A European Marie Sklodowska-Curie Actions (MSCA) Innovative Training Network (ITN)
PET3D is funded by the European Commission under the H2020 – MSCA-ITN-2015 programme grant agreement No 675417 for a duration of 4 years (June 2016 – May 2020)
Drug development is expensive. Molecular imaging can play a pivotal role in changing the landscape of drug design/development and improving the health care system. Positron Emission Tomography (PET) imaging, in particular, is the technology that has the potential to lead this fundamental innovation by providing at a much earlier stage reliable answers to key questions emerging during the care cycle:
- What and where is the disease?
- Is the disease accurately targeted by the therapy?

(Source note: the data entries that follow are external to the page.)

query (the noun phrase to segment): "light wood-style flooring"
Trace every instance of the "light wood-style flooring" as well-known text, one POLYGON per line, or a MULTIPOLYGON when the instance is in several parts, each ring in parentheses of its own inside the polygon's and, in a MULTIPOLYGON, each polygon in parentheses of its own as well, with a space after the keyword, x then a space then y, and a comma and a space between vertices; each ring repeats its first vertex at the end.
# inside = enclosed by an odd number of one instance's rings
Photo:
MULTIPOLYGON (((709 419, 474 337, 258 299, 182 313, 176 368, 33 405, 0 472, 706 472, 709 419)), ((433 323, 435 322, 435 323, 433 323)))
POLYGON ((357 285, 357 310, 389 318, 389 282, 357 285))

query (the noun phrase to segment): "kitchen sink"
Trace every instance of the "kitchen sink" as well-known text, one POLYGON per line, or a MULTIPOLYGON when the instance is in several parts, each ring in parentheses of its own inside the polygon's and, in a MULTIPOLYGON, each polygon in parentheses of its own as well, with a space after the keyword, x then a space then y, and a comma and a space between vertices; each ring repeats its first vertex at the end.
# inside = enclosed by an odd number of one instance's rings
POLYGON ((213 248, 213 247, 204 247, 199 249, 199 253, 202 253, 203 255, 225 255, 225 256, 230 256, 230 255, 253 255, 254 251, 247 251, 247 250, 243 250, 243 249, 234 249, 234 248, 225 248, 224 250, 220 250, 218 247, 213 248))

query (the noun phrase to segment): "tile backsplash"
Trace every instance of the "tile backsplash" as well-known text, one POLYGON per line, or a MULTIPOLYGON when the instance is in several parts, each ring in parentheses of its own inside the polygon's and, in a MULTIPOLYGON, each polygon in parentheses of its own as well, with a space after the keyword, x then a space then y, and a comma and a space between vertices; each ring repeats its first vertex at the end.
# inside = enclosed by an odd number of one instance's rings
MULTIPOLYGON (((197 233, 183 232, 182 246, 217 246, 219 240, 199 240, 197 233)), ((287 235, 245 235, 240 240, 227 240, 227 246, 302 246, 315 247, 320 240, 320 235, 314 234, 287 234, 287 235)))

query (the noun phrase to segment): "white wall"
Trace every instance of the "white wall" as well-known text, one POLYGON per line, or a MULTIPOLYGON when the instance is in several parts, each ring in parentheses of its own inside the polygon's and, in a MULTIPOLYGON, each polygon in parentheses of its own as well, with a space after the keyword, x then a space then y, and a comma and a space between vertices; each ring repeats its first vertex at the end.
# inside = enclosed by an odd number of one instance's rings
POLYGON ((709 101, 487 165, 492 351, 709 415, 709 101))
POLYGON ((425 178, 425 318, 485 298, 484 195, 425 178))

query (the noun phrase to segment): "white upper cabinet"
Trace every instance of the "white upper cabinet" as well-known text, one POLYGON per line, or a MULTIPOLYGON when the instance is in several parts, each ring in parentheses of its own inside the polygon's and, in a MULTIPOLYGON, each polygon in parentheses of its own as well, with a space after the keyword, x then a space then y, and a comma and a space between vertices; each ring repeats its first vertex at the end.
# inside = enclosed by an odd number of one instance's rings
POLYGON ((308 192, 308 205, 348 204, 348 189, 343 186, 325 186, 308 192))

- Is the treatment effective?
By answering these questions, PET imaging has the capacity to render much more effectively the transition from pre-clinical to clinical phase, and to strongly facilitate the development of better drugs at an earlier stage and in a much more sustainable manner.
The main obstacle to this change of paradigm in drug design and development is the lack of suitably trained translational scientists directly involved in PET imaging and imaging scientists with high-profile training in chemistry and PET-radiochemistry, which is particularly dramatic in Europe. This consortium is ideally suited to provide top-quality training to the next generation of translational PET imaging scientists who will play a key role in shaping the future of drug design and development.
The PET3D ETN will focus on 15 cutting-edge research projects in the 3 main therapeutic areas oncology, cardiovascular, central nervous system.
(i) To provide cutting edge training to the next generation of translational PET imaging scientists.
PET3D will provide a unique training opportunity that will transfer key multidisciplinary and industry-relevant skills to 15 ESRs for using PET imaging as a key tool in drug design and development. The available research projects will span all of the main therapeutic areas in which PET imaging plays a key role, namely oncology, cardiovascular and neuroscience, and will make use of the whole portfolio of molecular formats available in modern PET imaging, such as small molecules, peptides, nanoparticles and antibody formats using different PET radioisotopes. All of the recruited ESRs will be enrolled in a PhD course, and will develop the research projects in a vibrant cross-sector academic/non-academic training environment. Each ESR will also obtain transferrable and generic skills training – communications, presentation, writing, management, dissemination, intellectual property rights protection, dissemination and exploitation, ethical issues, entrepreneurial initiatives, CV writing and interview training.
(ii) To validate PET imaging as a key technology for drug development
How PET imaging can potentially reduce cost and speed up drug development:
PET imaging can facilitate pre-clinical to clinical phase transition by means of a “Phase 0” study on a small number (10-15) of subjects to (1) validate extending preclinical studies (pharmacokinetics and distribution) to humans and (2) obtain proper dose range for Phase I and II from target occupancy analysis.
PET imaging can be used in Phase I for designing a better Phase II, namely by stratifying patients based on the potential for treatment efficacy and understanding the relationship of target occupancy with toxicity.
In phase II, PET imaging can support the selection of therapy responders and non-responders, and validate blood-concentration as a surrogate for occupancy studies for Phase III. Importantly, using PET imaging in Phase II can help a ‘no go’ decision be made earlier in the drug development process, thus killing the drug candidate before reaching Phase III and saving ca. 3 years and massive economic investments.
Finally, in Phase III PET imaging can be used advantageously to pharmacologically differentiate the new drug (in trial) from marketed drugs or competitor compounds.